355 Others wrongly emend "marks" to "outlines." See critical note to Greek text, and especially cp. 17.1.48 where the "marks" on the wall of the well indicate the risings of the Nile.

356 On these three places, see 7.5.12.

357 Cp. 7.4.2.

358 Now Sizeboli.

359 Flourished at Athens about 450 B.C. This colossal statue was thirty cubits high and cost 500 talents (Pliny 34.18).

360 Now Kavarna.

361 Cp. 1.3.10.

362 Now Baltchik.

363 Now Varna.

364 In Pliny (4.18), "Tetranaulochus"; site unknown.

Thayer's Note: notice that in the Mayhoff edition of Pliny online, the text appears, no doubt by emendation, not as oppidum Tetranaulochus but as oppidum Ereta, Naulochus: not "the stronghold of Tetranaulochus," but "the stronghold of Ereta, (and) Naulochus."

365 In Cape Emineh-bouroun ("End of Haemus").

366 Or Selymbria; now Selivri.

367 Now Aenos.

368 Or Poltymbria; city of Poltys.

369 Now Ankhialo.

370 Cape Kaliakra.

371 See 7.3.8, 14.

372 Now Cape Iniada.

373 The parenthesised words seem to be merely a gloss (see critical note).

374 The sites of these two places are unknown.

375 Including the city of Salmydessus (now Midia).

376 Cp. 1.2.10 and 3.2.12. The islet, or rock, on the Asiatic side was visible in the sixteenth century, but "is now submerged," — "on the bight of Kabakos" (Tozer, op. cit., p198).

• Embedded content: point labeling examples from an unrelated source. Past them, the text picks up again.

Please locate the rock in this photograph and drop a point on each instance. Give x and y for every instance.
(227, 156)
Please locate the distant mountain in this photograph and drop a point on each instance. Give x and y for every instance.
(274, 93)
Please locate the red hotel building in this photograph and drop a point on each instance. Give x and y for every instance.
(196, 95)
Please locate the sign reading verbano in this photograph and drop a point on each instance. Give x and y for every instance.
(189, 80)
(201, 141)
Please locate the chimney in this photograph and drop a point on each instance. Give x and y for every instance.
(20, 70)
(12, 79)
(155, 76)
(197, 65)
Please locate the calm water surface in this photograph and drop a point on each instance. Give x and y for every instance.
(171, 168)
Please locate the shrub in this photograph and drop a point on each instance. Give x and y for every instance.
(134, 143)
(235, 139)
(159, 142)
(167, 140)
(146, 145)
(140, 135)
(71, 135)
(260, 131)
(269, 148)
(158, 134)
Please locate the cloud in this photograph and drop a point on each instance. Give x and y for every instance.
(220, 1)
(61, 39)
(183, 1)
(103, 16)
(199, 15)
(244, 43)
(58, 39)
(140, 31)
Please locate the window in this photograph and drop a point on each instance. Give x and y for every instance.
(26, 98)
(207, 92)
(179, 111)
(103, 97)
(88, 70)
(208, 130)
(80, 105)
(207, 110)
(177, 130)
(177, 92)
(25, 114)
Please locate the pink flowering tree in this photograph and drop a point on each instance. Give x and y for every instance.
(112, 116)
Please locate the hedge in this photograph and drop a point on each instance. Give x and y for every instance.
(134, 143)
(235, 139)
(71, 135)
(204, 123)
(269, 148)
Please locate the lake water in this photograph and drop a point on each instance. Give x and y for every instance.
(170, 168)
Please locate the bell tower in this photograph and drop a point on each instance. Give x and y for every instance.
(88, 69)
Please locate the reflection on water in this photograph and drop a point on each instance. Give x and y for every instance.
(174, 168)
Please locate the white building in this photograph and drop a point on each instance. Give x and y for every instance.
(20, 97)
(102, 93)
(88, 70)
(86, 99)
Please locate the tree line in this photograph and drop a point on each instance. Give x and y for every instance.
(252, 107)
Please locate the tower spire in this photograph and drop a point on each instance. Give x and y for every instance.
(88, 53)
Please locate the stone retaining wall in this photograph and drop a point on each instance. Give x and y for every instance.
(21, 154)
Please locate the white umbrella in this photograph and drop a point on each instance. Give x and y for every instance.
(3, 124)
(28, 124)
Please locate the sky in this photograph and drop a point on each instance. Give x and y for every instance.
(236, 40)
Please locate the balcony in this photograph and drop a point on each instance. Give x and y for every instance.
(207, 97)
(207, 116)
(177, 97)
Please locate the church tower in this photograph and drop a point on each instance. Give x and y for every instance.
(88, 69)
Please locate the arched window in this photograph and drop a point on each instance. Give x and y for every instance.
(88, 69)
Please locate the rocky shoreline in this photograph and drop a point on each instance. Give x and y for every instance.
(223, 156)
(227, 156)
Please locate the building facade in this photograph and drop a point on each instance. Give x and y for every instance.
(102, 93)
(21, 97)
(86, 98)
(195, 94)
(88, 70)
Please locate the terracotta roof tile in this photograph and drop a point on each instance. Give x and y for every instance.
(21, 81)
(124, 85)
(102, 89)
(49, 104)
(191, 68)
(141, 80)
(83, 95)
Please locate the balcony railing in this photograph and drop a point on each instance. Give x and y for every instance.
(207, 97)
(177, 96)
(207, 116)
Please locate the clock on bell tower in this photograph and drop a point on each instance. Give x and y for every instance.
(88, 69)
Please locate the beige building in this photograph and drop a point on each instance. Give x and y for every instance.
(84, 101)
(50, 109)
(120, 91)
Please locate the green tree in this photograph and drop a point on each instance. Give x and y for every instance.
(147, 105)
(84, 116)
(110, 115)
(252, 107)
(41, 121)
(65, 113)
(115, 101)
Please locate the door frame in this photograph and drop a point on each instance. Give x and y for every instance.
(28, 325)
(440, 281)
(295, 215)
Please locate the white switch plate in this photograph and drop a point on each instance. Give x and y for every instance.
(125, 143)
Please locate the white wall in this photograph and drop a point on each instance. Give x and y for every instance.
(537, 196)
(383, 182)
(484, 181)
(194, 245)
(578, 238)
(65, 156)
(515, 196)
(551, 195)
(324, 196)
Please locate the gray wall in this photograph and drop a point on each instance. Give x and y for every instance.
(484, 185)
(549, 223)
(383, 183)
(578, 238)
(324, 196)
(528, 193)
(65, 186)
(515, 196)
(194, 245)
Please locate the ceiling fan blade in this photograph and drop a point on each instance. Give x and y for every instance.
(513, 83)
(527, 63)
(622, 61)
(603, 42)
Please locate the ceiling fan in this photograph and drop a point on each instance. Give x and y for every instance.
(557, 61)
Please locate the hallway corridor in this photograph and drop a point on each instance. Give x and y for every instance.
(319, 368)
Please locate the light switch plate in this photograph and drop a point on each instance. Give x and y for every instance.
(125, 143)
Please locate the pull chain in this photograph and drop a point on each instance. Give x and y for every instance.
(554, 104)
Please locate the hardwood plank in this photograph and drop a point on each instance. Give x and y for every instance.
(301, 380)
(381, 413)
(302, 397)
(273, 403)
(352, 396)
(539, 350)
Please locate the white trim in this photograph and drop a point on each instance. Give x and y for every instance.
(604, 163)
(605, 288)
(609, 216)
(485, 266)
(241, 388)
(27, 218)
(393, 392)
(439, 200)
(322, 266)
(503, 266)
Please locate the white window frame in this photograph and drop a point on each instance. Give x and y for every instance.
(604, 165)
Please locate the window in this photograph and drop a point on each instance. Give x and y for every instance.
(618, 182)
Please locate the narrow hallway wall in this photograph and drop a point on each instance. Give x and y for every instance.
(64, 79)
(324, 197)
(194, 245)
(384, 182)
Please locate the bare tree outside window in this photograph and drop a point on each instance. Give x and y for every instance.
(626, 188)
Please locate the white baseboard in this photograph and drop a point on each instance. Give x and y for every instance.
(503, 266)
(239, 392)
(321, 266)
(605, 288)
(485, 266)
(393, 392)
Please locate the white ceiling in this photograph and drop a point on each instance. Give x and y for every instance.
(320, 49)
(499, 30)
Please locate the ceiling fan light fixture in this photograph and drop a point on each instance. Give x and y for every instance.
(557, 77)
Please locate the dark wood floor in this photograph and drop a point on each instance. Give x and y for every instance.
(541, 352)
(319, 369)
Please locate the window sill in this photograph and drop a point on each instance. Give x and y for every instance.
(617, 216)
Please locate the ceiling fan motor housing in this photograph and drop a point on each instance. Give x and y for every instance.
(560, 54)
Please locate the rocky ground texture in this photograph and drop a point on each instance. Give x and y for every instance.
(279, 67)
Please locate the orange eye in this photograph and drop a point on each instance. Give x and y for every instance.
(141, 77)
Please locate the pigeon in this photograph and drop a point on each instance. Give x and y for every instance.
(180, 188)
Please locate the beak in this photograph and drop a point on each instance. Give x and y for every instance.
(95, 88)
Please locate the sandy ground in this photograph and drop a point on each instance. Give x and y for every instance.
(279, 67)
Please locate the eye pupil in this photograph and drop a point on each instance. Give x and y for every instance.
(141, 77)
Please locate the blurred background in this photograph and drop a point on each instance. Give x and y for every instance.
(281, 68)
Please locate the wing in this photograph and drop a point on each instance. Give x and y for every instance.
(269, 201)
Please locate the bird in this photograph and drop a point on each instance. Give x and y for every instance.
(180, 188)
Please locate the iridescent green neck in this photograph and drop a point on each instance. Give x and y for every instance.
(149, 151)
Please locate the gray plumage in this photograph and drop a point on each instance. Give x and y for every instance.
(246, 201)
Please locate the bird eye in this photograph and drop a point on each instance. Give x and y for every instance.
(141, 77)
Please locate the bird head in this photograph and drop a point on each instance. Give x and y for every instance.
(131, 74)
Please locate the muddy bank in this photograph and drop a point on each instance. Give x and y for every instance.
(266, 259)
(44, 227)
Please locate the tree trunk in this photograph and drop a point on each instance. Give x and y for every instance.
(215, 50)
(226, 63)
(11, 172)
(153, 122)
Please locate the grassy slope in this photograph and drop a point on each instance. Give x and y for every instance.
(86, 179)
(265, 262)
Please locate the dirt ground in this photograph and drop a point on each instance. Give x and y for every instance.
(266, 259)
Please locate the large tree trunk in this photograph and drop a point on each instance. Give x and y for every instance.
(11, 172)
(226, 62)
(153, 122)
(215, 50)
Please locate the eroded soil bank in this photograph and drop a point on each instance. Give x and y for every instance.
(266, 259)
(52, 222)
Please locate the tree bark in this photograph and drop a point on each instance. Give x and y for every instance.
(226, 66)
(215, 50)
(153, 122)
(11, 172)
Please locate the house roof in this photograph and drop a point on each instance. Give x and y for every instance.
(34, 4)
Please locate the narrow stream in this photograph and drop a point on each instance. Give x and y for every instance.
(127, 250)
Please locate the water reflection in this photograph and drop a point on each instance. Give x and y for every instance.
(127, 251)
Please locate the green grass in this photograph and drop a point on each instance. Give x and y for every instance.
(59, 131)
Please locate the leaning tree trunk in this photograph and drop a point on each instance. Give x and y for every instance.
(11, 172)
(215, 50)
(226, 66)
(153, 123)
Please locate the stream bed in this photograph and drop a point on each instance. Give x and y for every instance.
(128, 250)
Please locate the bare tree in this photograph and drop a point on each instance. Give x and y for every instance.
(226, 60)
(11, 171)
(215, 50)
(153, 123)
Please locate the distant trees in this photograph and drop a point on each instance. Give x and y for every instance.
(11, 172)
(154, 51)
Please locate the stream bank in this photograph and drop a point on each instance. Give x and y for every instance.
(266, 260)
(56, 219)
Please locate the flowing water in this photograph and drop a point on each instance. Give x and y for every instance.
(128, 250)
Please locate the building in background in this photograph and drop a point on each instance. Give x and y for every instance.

Tozer (loc. cit.) rightly believes that the ancients often restricted the Cyanean Rocks to those on the European side — what are now the Oräkje Tashy (see Pliny 4.27).

377 These temples were called the Sarapieium and the temple of Zeno Urius; and they were on the present sites of the two Turkish forts which command the entrance to the Bosporus (Tozer).

378 But cp. "four stadia" in 2.5.23.

379 Now Galata.

380 The Golden Horn.

381 So the harbour of Brindisi (6.3.6).

382 A kind of tunny-fish.

383 Pharnacia (cp. 12.3.19).

384 Byzantium appears to have been founded about 659 B.C. (see Pauly-Wissowa, s.v.). According to Herodotus (4.144), Chalcedon (now Kadi Koi) was founded seventeen years earlier. Both were Megarian colonies.

385 i.e., "Hut," called by Ptolemaeus (3.11) and others "Cabyle"; to be identified, apparently, with the modern Tauschan-tépé, on the Toundja River.

386 Suidas (s.v. Δούλων πόλις) quotes Theopompus as saying that Philip founded in Thrace a small city called Poneropolis u285x ("City of Villains"), settling the same with about two thousand men — the false-accusers, false-witnesses, lawyers, and all other bad men; but Poneropolis is not to be identified with Cabyle if the positions assigned to the two places by Ptolemaeus (3.11) are correct. However, Ptolemaeus does not mention Poneropolis, but Philippopolis, which latter, according to Pliny (4.18), was the later name of Poneropolis.